Primo maggio, su coraggio (scritto veramente diciotto giorni fa e pubblicato con un mostruoso –da leggere con tono fantozziano- ritardo)

Quando cominci un percorso universitario in una qualsiasi Facoltà di Psicologia la prima cosa che ti insegnano è la distinzione tra personalità di Tipo A e Tipo B e relativi comportamenti. È una di quelle nozioni, come quando a scuola impari a moltiplicare il cinque al quattro, quale sia la capitale del Paraguay, le origini del Contratto sociale di Rousseau, con le quali dovrai necessariamente prima o poi fare i conti. Roba che assimili e non scordi più. Le tiri fuori dal tuo cervello quando ti servono e non ti soffermi a pensare a come per te siano scontate come conoscere il tuo nome. C’era un volta un ragazzo che così ha imparato che cinque per quattro fa venti, che la capitale del Paraguay è Asunción e che il Contratto sociale è stato disatteso da tutte le moderne democrazie (lo specifico perché magari qualcuno tra di voi sta mettendo in dubbio le mie somme conoscenze di livello scolastico).

Ad eccezione di molte cose che ti propinano al liceo, come trovare la parabola costruita su di una circonferenza tangente ad un triangolo speculare ad un rombo con superficie pari alla capitale del Paraguay (vedi, ti è stato utile), e che non ti serviranno mai-mai-mai nella vita, a meno che tu non voglia diventare un ingegnere, la teoria di Friedman e Rosenman può aiutarti anche ad indagare su te stesso. Ovviamente lo studio di personalità non prevede schemi rigidi: ci sono sfumature importanti che bisogna considerare prima di poter associare un essere pensante ad una delle due categorie.

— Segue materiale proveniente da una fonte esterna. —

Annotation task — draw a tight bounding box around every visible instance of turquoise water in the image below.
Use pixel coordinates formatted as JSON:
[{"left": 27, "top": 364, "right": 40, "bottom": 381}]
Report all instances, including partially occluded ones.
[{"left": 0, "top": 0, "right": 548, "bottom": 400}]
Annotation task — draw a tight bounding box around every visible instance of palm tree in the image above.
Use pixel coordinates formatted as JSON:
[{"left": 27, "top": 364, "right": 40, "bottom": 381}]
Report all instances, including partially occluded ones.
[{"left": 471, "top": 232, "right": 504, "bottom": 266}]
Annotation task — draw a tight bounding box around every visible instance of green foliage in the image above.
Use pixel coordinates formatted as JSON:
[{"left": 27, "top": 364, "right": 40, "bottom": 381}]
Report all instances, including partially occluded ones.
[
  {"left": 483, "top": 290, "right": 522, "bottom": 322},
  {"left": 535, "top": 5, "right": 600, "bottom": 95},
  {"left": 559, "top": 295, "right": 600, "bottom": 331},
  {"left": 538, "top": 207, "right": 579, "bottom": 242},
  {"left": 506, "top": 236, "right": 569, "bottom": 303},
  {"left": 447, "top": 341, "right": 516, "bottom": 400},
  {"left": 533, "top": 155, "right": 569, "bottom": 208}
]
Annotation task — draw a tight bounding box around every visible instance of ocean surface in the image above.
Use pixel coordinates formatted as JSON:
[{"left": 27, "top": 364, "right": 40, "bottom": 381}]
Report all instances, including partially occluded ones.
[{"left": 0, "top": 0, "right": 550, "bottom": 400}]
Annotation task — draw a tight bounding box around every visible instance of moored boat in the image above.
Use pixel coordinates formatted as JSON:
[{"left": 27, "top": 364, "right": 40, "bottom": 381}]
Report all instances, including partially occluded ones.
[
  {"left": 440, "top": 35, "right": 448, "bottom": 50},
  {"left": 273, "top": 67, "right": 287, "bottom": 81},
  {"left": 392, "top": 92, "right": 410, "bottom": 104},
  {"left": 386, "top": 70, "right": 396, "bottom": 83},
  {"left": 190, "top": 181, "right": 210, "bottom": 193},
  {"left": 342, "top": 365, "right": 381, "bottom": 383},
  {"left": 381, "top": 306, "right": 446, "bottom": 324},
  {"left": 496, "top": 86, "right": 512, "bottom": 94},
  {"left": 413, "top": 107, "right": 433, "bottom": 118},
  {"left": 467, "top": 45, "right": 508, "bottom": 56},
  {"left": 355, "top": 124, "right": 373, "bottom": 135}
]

Ovviamente questo vale per tutti gli altri tranne che per te.
Quello che credevi non saresti mai stato te lo ritrovi stampato sulle pagine di un libro e realizzi che nell’ultimo anno è proprio quello in cui ti sei trasformato. Niente di trascendentale: i sogni, i progetti, le speranze, le paure, la passione, l’amore, la sensibilità sono sempre le stesse. È lo stress causato dal tuo lavoro che è cambiato. Peggiorato, sarebbe meglio specificare. Cambiato un po’ per colpa tua, che non riesci a rilassarti, un po’ per colpa di chi baratta il tuo lavoro con una cifra immorale all’inizio di ogni mese.
È il bisogno, quasi fisico, di ottenere un numero spropositato di risultati in troppo poco tempo, con il desiderio di produrre esiti, manco a dirlo, impeccabili.
E vanno anche bene la competitività, gli obiettivi, la gratificazione personale, ma se l’ansia di ottenerli non ti fa digerire, svegliare in piena notte, mancare il respiro, allora ti sei proprio ammalato. Nella testa. Tanto da farti scrivere di te stesso in terza persona, anche se tu vai dicendo in giro che è un semplice espediente letterario. Però percepisci e cerchi di convincerti di come non sia proprio tutta colpa tua: dopotutto ti riempiono con compiti e carichi di lavoro che ti costringono a lavorare, contro la tua volontà, anche il Primo Maggio.
L’ultima volta che sei riuscito a rilassarti è stato circa quindici mesi fa. Veramente riesci a perdonarti per questo?

Il Primo Maggio? Hasta la victoria un par di palle.